Monday, May 2, 2011
Monday, April 25, 2011
like many other beekeepers (both experienced and non-) this year, our bees died. they somehow managed to make it through the hardships of winter with plenty of honey and pollen left over, but their population just wasn't enough to keep the colony afloat.
it is very sad to look into one's colony to see a tiny number of worker bees valiantly surrounding a dying queen as she does her best to keep laying.
it's hard to not take personally. these photos show the last cluster, the leftover honey, and eggs and larvae in various stages of maturity.
the queen and workers:
what the queen and workers had been trying to do:
so, who know what happened. we had questions about this queen during the summer. perhaps our gut instincts about her were justified--perhaps she was not a very good queen. we didn't treat for varroa mites--maybe that was it. maybe dr spivak was right, and all of the university of minnesota's bees overlapping territory provides just too much competition. we don't know, and probably never will.

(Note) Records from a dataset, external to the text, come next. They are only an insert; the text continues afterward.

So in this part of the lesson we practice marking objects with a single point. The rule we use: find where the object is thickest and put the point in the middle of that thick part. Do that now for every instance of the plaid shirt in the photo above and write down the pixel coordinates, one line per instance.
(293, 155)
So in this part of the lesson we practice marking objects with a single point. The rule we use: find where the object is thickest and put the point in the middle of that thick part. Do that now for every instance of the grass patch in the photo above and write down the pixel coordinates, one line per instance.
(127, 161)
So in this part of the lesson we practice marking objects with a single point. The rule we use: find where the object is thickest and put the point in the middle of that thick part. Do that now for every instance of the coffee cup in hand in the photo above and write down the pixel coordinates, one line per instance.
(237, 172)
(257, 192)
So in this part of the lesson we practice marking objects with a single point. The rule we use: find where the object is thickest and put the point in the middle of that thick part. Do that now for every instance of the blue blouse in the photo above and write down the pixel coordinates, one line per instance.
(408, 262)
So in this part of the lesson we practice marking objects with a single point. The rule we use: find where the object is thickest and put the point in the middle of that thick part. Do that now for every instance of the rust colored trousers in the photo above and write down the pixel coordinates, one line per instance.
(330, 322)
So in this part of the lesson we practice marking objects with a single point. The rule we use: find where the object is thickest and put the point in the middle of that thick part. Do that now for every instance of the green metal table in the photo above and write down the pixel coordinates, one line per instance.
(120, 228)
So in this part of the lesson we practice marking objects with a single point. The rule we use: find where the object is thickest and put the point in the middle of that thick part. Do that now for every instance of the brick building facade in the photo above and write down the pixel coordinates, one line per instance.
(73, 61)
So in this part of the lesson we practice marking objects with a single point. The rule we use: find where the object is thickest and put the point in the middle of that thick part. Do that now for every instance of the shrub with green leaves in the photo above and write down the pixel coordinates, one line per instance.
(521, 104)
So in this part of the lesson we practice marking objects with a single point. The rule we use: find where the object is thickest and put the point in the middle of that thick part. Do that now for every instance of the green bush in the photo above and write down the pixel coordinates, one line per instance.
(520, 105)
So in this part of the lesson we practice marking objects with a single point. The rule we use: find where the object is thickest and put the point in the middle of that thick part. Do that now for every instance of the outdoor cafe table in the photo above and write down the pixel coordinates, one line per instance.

oddly enough, we found out about the status of the colony the day after another bee class with some of the best bee people in the country. so it goes.
Saturday, March 19, 2011
It's been a few months. In that time:
It snowed a lot.
Christmas Cat brought cheer.
XC skiing was attempted and likely adopted.
This guy or girl discovered the resident cockatiel and spent 20+ minutes trying to figure out a way to enter the house and eat him.
The little yellow bird's perspective from inside the house. Imagine a cockatiel-about-to-die death scream as a soundtrack.
To get a colony of bees to survive a long and cold and snowy winter in Minnesota you first cover the brood boxes with a black cardboard box. The box has a waxy surface to repel water and at the top is a special board for wicking away moisture.
And to keep the garage roof from collapsing and the bee entrance clear, heavy equipment was required.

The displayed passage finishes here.